Ile ja Tobie naukładał rymów,
Ilem serdecznych wyśpiewał Ci pieśni — 5
To się filistrom — i poetom nie śni!...
Tyś mi się w oczy patrzyła głęboko —
A jam Ci szeptał piorunne zaklęcia
I stawiał z myśli świątnicę wysoką,
Świętości pełną, bliską wniebowzięcia... 10
Żem Cię, jak myśli kapłankę, prowadził,
Więc — luba! Ciebiem na jej ołtarz sadził...
I byłaś niby posąg Zadumania,
Któremu świat się na ołtarzach kłania...
Jam Ci nagości kształty odcieleśnił 15
I uosabiał sztukę w Twej postaci...
I byłbym nie dbał, jak Bóg mi zapłaci,
Bylem przy Tobie — Piękna! — życie prześnił...

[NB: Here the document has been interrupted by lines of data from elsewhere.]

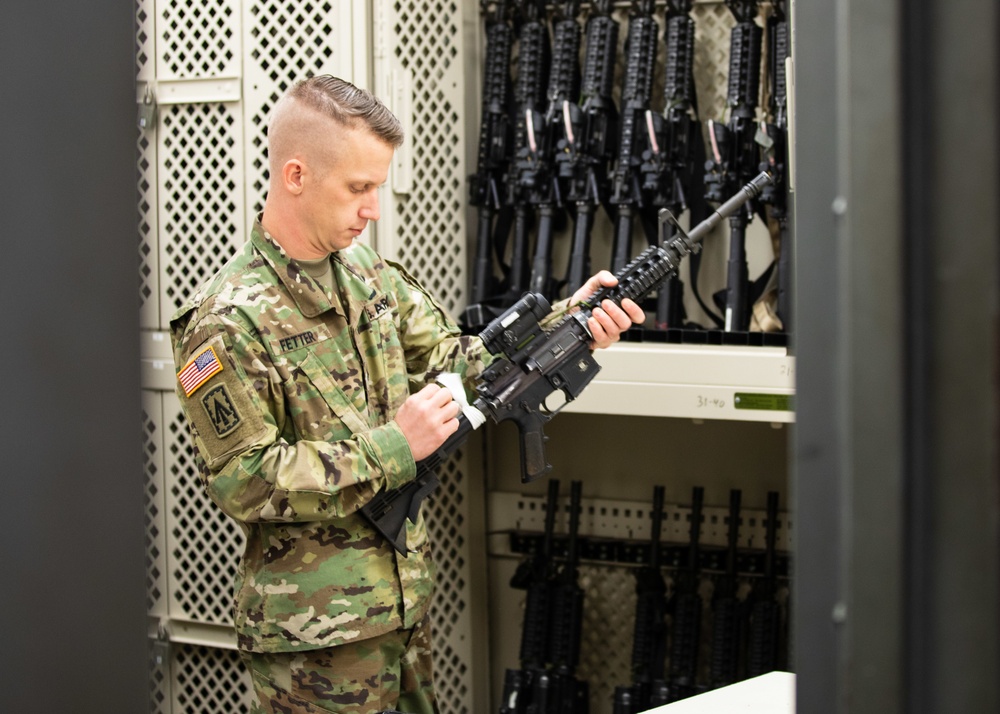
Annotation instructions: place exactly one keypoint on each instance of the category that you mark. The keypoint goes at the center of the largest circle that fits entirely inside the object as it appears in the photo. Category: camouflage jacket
(290, 394)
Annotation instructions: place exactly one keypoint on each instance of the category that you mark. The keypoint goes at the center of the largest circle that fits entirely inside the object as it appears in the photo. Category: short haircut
(348, 105)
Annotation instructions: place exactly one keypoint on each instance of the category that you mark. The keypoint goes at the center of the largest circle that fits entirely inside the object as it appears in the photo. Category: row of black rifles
(554, 147)
(722, 619)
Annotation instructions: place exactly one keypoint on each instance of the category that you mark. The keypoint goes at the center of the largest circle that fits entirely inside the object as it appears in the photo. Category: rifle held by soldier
(534, 361)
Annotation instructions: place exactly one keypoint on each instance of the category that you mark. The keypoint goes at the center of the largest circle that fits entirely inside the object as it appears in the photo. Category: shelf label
(768, 402)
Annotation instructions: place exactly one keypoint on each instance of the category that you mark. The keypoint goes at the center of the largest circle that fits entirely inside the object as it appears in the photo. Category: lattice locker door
(422, 58)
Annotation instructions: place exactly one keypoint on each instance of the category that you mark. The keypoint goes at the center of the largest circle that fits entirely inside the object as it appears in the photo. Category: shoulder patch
(221, 410)
(199, 370)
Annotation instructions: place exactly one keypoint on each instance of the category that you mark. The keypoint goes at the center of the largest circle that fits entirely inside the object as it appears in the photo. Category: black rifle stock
(776, 155)
(542, 184)
(486, 189)
(535, 361)
(675, 150)
(649, 636)
(588, 138)
(685, 611)
(533, 55)
(527, 689)
(570, 695)
(735, 154)
(626, 191)
(765, 615)
(727, 608)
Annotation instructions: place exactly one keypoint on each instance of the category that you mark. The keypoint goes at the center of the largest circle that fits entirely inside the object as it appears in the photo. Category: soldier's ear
(292, 173)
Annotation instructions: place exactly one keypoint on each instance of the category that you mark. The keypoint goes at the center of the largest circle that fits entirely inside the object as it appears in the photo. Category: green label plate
(768, 402)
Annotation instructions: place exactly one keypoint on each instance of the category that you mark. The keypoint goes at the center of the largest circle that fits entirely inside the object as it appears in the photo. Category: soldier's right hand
(427, 419)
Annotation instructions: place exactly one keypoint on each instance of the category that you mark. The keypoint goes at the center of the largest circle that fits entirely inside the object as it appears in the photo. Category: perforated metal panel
(208, 680)
(204, 545)
(155, 504)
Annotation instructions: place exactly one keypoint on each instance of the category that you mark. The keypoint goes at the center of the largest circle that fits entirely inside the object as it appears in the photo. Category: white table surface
(771, 693)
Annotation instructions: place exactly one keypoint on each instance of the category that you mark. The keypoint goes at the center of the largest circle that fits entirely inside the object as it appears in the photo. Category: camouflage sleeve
(431, 340)
(251, 471)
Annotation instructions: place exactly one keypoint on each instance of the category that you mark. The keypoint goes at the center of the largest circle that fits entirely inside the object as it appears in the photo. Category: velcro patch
(221, 410)
(199, 370)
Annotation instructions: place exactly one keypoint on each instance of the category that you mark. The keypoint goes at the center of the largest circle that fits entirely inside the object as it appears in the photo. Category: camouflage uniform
(290, 394)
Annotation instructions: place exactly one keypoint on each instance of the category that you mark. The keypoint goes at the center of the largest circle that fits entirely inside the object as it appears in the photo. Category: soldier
(306, 370)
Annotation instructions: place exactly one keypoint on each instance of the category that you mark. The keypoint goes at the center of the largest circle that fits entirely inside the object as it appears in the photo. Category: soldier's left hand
(608, 321)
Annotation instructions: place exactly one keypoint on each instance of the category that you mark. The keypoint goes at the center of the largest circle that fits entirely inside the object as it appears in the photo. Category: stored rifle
(685, 610)
(775, 139)
(727, 615)
(588, 142)
(541, 182)
(534, 361)
(570, 695)
(735, 154)
(527, 689)
(649, 636)
(533, 50)
(765, 615)
(626, 191)
(674, 160)
(486, 190)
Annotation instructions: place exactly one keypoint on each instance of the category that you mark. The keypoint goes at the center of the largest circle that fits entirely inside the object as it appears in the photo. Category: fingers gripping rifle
(535, 361)
(486, 185)
(588, 138)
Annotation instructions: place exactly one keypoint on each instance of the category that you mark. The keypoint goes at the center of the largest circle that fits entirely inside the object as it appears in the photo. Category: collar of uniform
(309, 296)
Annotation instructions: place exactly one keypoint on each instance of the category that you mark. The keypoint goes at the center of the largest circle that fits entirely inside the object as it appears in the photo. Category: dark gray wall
(72, 594)
(894, 462)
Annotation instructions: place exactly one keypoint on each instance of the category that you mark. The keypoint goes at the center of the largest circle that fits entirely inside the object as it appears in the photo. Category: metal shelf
(692, 381)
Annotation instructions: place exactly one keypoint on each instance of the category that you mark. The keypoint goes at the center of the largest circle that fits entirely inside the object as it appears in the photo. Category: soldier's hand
(607, 321)
(427, 419)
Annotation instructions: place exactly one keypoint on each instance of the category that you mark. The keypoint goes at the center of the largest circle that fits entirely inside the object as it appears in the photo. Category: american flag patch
(196, 372)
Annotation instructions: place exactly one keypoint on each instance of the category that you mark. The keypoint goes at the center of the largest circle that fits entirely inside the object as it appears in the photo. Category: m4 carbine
(534, 360)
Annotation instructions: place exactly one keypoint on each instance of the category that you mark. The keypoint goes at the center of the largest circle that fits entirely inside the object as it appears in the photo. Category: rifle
(735, 154)
(534, 361)
(727, 622)
(529, 137)
(675, 151)
(541, 181)
(527, 689)
(570, 695)
(587, 146)
(685, 607)
(626, 192)
(765, 616)
(775, 140)
(486, 185)
(649, 636)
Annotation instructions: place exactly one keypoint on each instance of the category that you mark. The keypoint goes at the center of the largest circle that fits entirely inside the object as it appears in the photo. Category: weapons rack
(213, 69)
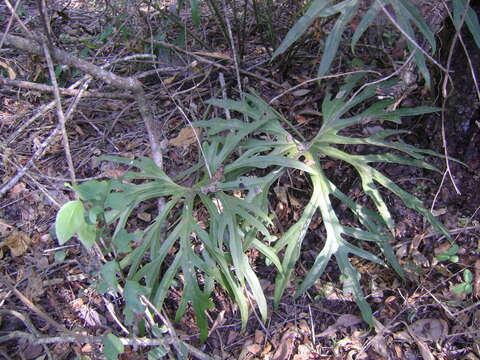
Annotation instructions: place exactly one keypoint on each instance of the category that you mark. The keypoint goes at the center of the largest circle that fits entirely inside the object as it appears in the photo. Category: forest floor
(422, 317)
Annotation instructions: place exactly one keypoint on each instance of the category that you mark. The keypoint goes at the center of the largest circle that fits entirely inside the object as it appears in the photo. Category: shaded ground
(422, 317)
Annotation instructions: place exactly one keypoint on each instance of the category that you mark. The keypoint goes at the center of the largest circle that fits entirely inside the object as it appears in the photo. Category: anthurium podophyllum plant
(178, 249)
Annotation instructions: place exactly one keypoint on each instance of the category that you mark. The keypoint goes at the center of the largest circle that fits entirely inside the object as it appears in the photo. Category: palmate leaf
(333, 40)
(377, 224)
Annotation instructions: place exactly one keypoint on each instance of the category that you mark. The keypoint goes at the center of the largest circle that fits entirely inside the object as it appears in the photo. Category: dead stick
(125, 83)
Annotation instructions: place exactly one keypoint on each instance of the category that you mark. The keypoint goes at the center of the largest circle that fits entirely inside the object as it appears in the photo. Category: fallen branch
(125, 83)
(64, 91)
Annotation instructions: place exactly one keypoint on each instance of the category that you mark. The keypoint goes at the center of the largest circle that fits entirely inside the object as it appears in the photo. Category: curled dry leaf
(10, 71)
(430, 329)
(186, 137)
(285, 349)
(34, 286)
(18, 242)
(476, 283)
(343, 321)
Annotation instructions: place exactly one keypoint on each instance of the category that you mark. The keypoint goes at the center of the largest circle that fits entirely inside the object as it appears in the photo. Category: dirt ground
(421, 318)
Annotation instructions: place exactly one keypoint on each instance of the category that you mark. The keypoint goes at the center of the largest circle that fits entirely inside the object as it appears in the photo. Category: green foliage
(204, 254)
(450, 254)
(407, 16)
(112, 347)
(461, 11)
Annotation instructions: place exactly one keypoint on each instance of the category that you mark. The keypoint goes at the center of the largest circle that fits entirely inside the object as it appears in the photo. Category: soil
(321, 324)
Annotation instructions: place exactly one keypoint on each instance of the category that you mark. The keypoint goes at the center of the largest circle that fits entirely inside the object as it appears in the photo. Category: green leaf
(195, 12)
(87, 234)
(334, 38)
(459, 288)
(301, 25)
(112, 347)
(60, 256)
(92, 190)
(69, 220)
(366, 21)
(157, 353)
(109, 281)
(467, 276)
(122, 241)
(133, 290)
(471, 19)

Weszliśmy razem do świątyni sztuki...
Niewiele osób było w pierwszej sali... 20
[347]
Młodzi artyści — przyszli dla nauki —
I stary kustosz przy stole — a dalej,
Gdzie mrok roztaczał jeszcze szare skrzydła —
We mgle i ciszy stały malowidła...
I błądziliśmy otoczeni ciszą, 25
A wzrok za nami latał od obrazów...
I zdało nam się, że postacie słyszą
I odgadują myśl naszą z wyrazów...
Więc już od mowy wola usta strzegła —
Myśl tylko sama z oczu do ócz biegła... 30
Z dala — gdzieś w mrokach zabielała postać —
Myśli na nerwach zwinęły promienie...
Iść do niej?... czy też w niepewnościach zostać
I wynieść obraz, jak cenne marzenie,
Które się z mglistych zaświatów wyłuni? 35
Chwilkę wahania — i poszliśmy ku niej...
Występowała z wolna, sposępniała,
Kształty się same narzucały oku —
I — za zbliżeniem — wyszła i zbielała,
I cała, pełna stanęła w uroku... 40
Jak senna postać, co się odejść wzdraga —
Tak ona stała uroczna i naga...
Wpiłem się wzrokiem [w] cielesne marmury,
Obszedłem kształty i boskie zagięcia —
I zdało mi się, że spłynęła z chmury 45
I czeka tylko jakiegoś zaklęcia,
By się rozpalić krwią — i dookoła
Radością błysnąć — sama niewesoła...
[348]
Tak ja marzyłem i w jednej minucie
Tysiąc mi myśli przebiegło przez głowę. 50
W sercu tam artyzm musiał być, nie w dłucie,
Gdy uplastyczniał kształty posągowe
On mistrz... I wierzę, gdy to dzieło tworzył,
W dziecko swych myśli własną duszę włożył.